Some of the common categories of medical negligence are as follows:
Wrong diagnosis - When someone goes to a hospital, clinic or medical room, etc. the first step after admittance is the diagnosis. Diagnosing symptoms correctly is critical and important to provide medical care to any patient. However, if a patient is not treated properly due to any mistake in diagnosis, the doctor can be made liable for any further injury or damages caused as a result of the wrong diagnosis.
Delay in diagnosis - A delayed diagnosis is treated as medical negligence if another doctor would have reasonably diagnosed the same condition in a timely fashion. A delay in diagnosis can cause undue injury to the patient if the illness or injury is left to worsen with time rather than being treated. Obviously, any delay in the identification and treatment of an injury can reduce the chance of recovery for the patient.

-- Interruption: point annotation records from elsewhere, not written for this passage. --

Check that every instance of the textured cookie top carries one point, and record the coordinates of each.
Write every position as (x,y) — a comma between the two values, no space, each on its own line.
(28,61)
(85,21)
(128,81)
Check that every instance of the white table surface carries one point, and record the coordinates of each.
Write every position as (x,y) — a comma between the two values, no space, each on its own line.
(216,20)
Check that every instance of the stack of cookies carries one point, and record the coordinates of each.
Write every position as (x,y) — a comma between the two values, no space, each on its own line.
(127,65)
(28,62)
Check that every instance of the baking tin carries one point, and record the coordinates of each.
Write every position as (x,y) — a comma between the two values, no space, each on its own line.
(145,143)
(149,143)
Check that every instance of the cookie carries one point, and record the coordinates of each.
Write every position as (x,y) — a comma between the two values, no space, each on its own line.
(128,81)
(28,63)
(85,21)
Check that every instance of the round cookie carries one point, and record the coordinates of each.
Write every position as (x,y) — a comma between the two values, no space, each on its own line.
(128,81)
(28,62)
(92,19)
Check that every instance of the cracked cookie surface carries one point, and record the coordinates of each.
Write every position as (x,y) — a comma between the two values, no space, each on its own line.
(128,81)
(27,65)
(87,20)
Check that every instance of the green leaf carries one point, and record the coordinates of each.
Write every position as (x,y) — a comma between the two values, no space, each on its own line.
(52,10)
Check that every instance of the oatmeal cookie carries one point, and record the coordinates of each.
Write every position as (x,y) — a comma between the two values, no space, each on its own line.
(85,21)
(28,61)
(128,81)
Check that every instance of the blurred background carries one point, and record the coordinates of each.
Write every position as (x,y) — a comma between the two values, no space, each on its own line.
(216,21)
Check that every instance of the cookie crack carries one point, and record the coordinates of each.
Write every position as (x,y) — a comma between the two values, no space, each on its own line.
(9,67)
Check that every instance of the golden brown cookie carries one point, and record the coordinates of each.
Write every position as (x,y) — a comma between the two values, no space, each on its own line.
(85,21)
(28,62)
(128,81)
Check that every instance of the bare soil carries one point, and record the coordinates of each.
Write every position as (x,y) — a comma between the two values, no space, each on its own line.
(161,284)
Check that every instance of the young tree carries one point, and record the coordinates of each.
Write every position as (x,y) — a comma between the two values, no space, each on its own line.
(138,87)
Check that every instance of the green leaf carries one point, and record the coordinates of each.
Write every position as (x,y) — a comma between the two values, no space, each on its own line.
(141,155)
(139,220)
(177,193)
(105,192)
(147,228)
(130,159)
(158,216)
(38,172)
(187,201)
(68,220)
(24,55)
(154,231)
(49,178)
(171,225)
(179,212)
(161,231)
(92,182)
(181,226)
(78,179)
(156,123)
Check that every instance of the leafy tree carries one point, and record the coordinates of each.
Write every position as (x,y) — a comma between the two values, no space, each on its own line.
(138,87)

Error in surgery - Surgical operations require an enormous level of skill and it should be done with due care and caution because even the slightest mistakes can have profound effects on the patient. The wrong-site surgery, lacerations of any internal organ, severe blood loss, or a foreign object being left in the body of the patients, all this comes under Surgical error.
Unnecessary surgery - Unnecessary surgery is usually associated with the misdiagnosis of patient symptoms or a medical decision without proper consideration of other options or risks. Alternatively, sometimes surgery is chosen over conventional treatments for their expediency and ease compared to other alternatives.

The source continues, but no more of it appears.